La phase d'expérimentation commence en avril, après quelques semaines d'études techniques supplémentaires côté services de la Ville. 
Restera à voir comment cela fonctionne ! Les usages des aménagements seront suivis de près par un comité, composé des participants à la médiation. Une chose est sûre, riverains autant que skateurs attendent avec vigilance la suite des événements. 

Des aménagements revus

Place Hoche, l'éclairage sera remplacé par des LED,  à la lumière plus douce. 
Le banc en bois est équipé de petites équerres métalliques pour empêcher les skates de monter dessus. L'installation peu dissuasive a été renforcée, mais l'autodiscipline des skateurs devra faire le reste, on compte sur eux ! Une étude sera conduite pour des revêtements roulants et absorbeurs de bruit.

Des sites de glisse urbaine à travers la ville 

La "décongestion" de la place Hoche ne peut fonctionner qu'avec l'identification d’autres sites de "street" dans le centre et les quartiers. 

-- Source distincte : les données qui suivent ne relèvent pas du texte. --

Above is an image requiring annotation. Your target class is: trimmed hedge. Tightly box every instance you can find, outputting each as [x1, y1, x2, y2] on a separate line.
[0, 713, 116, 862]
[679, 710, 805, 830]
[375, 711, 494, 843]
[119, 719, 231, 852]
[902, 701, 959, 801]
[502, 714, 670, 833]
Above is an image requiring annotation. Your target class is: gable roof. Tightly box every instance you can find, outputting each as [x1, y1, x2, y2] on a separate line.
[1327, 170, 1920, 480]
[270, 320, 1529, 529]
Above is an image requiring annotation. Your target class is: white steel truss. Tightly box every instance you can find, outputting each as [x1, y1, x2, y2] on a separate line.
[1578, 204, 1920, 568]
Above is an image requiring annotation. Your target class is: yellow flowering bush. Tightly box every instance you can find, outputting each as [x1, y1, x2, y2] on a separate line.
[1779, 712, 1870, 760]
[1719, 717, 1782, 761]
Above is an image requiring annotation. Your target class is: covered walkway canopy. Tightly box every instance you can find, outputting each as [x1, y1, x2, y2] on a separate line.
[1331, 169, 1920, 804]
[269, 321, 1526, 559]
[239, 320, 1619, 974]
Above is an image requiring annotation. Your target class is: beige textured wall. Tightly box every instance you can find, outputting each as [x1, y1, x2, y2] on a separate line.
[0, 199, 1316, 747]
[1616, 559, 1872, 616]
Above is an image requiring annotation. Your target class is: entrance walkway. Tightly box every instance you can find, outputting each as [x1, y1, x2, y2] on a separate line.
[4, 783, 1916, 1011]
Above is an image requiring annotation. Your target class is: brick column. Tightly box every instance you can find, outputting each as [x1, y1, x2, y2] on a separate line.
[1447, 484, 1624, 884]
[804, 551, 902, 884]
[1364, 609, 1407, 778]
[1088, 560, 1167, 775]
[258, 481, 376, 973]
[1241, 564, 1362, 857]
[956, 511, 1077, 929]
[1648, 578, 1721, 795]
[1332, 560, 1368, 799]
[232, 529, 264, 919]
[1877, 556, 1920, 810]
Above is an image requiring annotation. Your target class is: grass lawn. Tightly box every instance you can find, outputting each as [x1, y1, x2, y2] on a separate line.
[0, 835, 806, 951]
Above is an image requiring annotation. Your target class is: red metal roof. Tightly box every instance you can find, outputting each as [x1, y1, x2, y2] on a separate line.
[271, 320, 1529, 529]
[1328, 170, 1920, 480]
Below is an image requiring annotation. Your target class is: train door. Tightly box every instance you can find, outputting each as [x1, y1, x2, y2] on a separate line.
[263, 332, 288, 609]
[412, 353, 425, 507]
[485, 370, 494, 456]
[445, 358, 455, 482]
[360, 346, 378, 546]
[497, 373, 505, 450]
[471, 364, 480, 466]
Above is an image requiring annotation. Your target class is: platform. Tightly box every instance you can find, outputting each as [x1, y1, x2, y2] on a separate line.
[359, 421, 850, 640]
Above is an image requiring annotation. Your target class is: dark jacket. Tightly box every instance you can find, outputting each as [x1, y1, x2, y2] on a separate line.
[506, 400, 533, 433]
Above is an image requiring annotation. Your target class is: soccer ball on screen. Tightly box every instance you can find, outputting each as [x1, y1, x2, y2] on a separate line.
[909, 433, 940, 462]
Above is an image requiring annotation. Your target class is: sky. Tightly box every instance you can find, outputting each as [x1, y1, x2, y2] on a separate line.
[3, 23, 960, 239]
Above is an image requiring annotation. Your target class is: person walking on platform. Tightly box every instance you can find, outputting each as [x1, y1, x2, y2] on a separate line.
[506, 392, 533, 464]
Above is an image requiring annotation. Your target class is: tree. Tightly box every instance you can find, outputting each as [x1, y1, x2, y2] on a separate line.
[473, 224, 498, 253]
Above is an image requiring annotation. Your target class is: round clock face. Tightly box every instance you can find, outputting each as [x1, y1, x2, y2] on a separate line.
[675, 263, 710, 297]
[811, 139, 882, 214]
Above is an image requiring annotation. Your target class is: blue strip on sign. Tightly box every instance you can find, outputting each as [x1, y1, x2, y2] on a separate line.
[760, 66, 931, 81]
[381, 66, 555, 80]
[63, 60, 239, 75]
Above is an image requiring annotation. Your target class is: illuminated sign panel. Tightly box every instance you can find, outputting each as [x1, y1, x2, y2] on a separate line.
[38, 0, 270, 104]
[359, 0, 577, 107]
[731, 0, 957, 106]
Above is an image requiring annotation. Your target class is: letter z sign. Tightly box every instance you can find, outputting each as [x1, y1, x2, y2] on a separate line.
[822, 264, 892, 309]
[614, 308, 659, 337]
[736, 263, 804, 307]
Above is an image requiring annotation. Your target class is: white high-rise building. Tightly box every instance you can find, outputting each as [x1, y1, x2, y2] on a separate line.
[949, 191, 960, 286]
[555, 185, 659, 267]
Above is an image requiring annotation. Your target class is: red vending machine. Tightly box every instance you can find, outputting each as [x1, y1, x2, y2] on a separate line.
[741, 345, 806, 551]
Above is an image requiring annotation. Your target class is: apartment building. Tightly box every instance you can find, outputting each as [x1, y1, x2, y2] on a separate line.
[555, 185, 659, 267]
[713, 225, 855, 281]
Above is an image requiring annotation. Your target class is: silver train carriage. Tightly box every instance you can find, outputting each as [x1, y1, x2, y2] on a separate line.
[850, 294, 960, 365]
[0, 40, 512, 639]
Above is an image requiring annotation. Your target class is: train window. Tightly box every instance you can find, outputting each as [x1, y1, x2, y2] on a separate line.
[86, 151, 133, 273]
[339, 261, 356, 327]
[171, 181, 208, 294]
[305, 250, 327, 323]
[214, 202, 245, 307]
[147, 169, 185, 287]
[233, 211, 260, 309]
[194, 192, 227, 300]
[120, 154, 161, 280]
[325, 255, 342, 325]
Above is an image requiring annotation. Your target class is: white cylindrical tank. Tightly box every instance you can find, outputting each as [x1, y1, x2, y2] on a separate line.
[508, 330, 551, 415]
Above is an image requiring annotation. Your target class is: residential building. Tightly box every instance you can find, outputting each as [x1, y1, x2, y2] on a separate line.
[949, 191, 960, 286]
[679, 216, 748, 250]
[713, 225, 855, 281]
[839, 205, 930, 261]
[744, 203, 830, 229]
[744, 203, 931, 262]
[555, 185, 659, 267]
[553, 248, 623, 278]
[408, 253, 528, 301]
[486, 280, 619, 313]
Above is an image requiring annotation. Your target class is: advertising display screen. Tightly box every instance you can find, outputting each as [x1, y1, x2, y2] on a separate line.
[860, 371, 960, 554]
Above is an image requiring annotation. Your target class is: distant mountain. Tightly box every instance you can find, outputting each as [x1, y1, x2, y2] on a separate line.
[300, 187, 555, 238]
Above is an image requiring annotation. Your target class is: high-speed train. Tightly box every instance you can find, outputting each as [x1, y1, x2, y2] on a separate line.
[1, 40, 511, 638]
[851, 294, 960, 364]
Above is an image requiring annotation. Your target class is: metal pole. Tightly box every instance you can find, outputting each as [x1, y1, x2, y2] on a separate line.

  • Esplanade Charles de Gaulle, entre le Liberté et le gymnase Jean Prouf (Cité internationale) : certaines tables de pique-nique et les supports vélos sont déplacés et des bancs équipés pour être skatables. L'espace n'est pas grand mais il a déjà ses adeptes.
  • Parc Saint-Cyr : le skate pourra être pratiqué, à côté du palet et du basket.
  • Esplanade sud de la gare : elle attire aussi ses riders ; Des aménagements seront à adapter.
  • Rambla à Baud-Chardonnet : pratique de glisse favorable, près du street work out.
  • Adaptation de la rampe des Gayeulles, devant la patinoire, pour permettre la pratique tous âges. 
  • Jules Ferry : aménagement d'une zone skatable provisoire (en attendant la fin du chantier)
  • Est du Mail F. Mitterrand : installation à l'Est (côté centre-ville) de mobiliers spécifiques et de saison, retrait des "cavaliers" sur quelques bancs pour les rendre skatables.